Swan goes on. “According to his arrest record, he was one of Jessup’s street guys for a while, but they cut him loose almost two years ago.”

“Is that when he got involved with the Ghost?”

“Yep.” Swan pops the P. “For about a year he was busted with small amounts of fentanyl, but he’s been dealing the combo for the past five months.”

Ghost is our new dealer, aptly named because we can’t fucking figure out who he is. Fentanyl first showed up about five years ago, but the major dealer who brought it to Tulsa was found dead in his car with a bullet between his eyes - something else that we have yet to solve.

Then, three years ago, fentanyl deaths skyrocketed. This new guy keeps himself buried so far away from the public that we can’t get an ID on him. We know the two guys who stabbed Trendell work for Ghost, but we can’t seem to get anything to stick to them.

Catching them would have gotten me some answers I’ve been desperate for.

We’ve had a guy undercover in Jessup’s close circle, but he’s been MIA for a few weeks, which is a whole other issue.

“Do you think they killed him because he was double-dipping and selling on the side?”

“I’d bet my left nut on it.” Swan says as his desk chair squeaks over the line.

Trendell’s dabbling in mixing the heroin he bought from Jessup and the fentanyl he bought from Ghost to sell on the street was his downfall. The increase in deaths because of his ignorance was drawing unwanted attention, so they had to get rid of him.

Ms. Harlow’s intrusion the other night set my case back at least five steps and my promotion by years, if it’s even on the table still at all.

After I wrap up my conversation with Swan, I scrub my hands over my face. What a fucking cluster fuck.

Later that evening, I’ve moved to the couch that was my bed last night and have been reading and comparing notes. The sound of bare feet on wood in the short hallway pulls my attention from my work as she walks across the living room.

Her perfect peach of an ass in short, thin shorts walks through the kitchen into her studio with papers from a spiral notebook in her hand. Her long wavy ponytail is swaying between her shoulder blades.

I’m not sure if she is teasing me with her clothing choices or if she always dresses like this, but her patched-together shorts are paper thin and look like they were cut from an old quilt with a drawstring in the front. Her tiny tank top looks like it was crocheted and is layered over a lace camisole bra that clings to her ribs. Both the top and the bra have thin spaghetti straps.

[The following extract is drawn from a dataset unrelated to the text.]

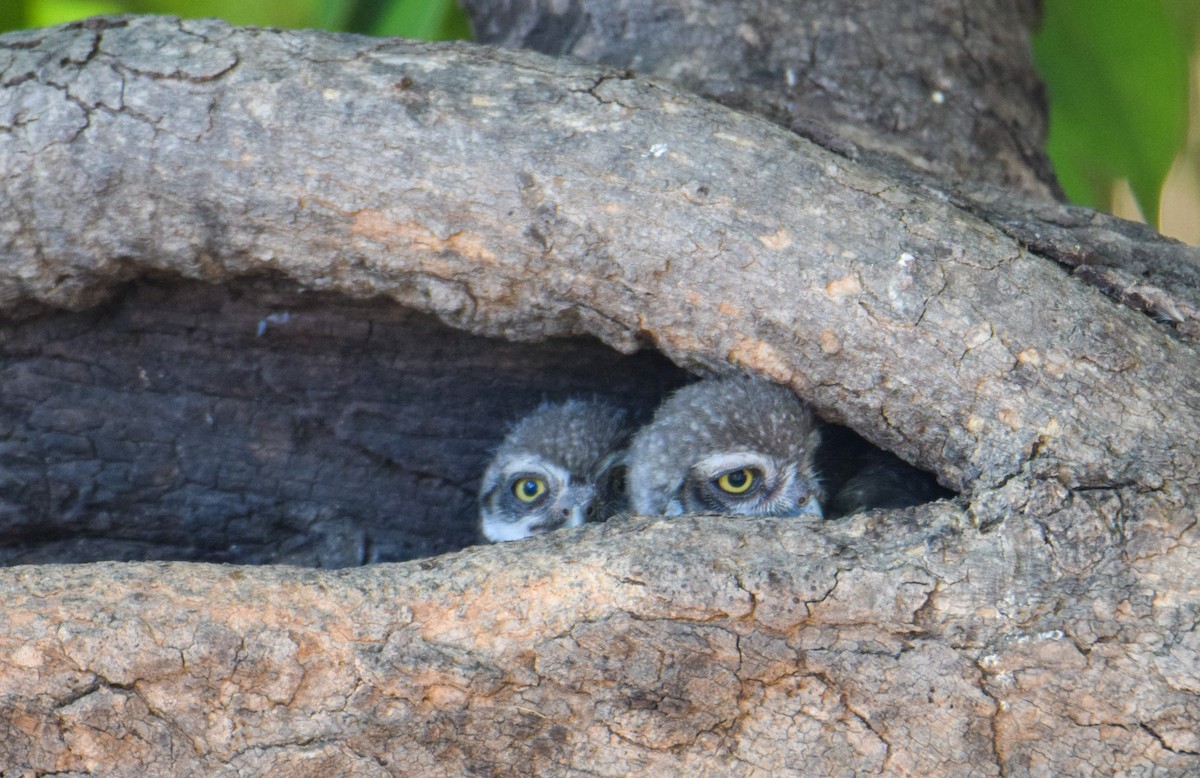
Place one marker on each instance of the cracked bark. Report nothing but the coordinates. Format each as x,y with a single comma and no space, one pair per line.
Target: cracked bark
154,171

Part of me thinks she is who she is without a care about what anyone else thinks, but the part of me that’s trying to stop my dick from standing at attention thinks she’s doing it on purpose. That part of me also enjoys looking at whatever golden skin she wants to show me.

She walks back through the kitchen with something in herhand and barely glances at me on her way to the front door.

“Where are you going?” I ask, the piece of paper I was about to flip to the back of the stack frozen in the air.

Her eyes cut to me as she grabs the door handle. “To get some air.” When I set my papers on the couch as she pulls the door open, she says, “Alone.”

I stand up anyway, and she huffs and rolls her eyes as she walks through the door and pulls it closed before I get to it. If there were a lock on the other side, I think she would lock me in.

Her bare feet thump on the wooden planks as she walks across the front porch and disappears around the corner to the side deck. I walk to the corner and lean against the house with my hands in my pockets and watch her sit on a lounger next to a fire pit.

The sky is black and full of stars, and I can hear the stream moving over the rocks at the edge of the deck. There is a tree frog close to the deck battling with the crickets to see who can be the loudest.